Of dat haalbaar is moet blijken. Daartoe zijn aan weerszijden concessies en de-escalatie nodig. De Palestijnen (Hamas) dienen Israël te erkennen en Israël dient te stoppen met de nederzettingenpolitiek en zich bereid te verklaren gebied met de Palestijnen te delen.
Ik hoor ook wel eens zeggen dat Israël veel meer gebaat zou zijn bij een status quo. Zit daar wat in?
“De status quo lijkt mij onhoudbaar en onwenselijk. Slecht voor de Palestijnen en slecht voor het moreel van Israël dat als bezetter steeds meer gecorrumpeerd raakt.
Nederland was aanvankelijk vrij solidair met Israël maar na verloop van tijd ontstonden er zoals u schrijft “wat scheurtjes”. Hoe zou u de relatie Nederland-Israël omschrijven? En hoe kijkt men in Israël eigenlijk naar Nederland?
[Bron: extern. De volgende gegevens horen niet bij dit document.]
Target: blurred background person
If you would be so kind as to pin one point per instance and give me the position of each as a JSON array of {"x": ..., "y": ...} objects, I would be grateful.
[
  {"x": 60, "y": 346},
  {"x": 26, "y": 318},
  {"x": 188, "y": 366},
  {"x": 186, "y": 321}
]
“Ook in Nederland is ten opzichte van het Israël van voor 1967 de vriendschap en steun geërodeerd. Toch staat Nederland in Israël nog steeds bekend als een trouwe vriend en bondgenoot. De overwinning in 1967 heeft van David een Goliat gemaakt. Niet Israël bleek de zwakkere partij, maar de buren. Sympathie gaat menselijkerwijze doorgaans uit naar de zwakkere. Dat zijn sinds 1967 de Palestijnen. Maar het is te kort door de bocht om te stellen dat in een conflict per definitie de zwakkere partij het gelijk aan de zijde heeft.
Hoe heeft de relatie tussen de Verenigde Staten en Israël zich sinds het einde van de Tweede Wereldoorlog ontwikkeld? En hoe belangrijk is die relatie?
“De relatie Israël/VS vormt het fundament voor het voortbestaan van de Joodse staat. Dit ongeacht welke regeringen in beide staten aan de macht zijn. Die bescherming door de VS komt niet alleen voort uit sympathie en vriendschap voor Israël, maar is deels ook eigen belang. Israël is de enige betrouwbare bondgenoot in de regio die democratische waarden en principes met de VS deelt.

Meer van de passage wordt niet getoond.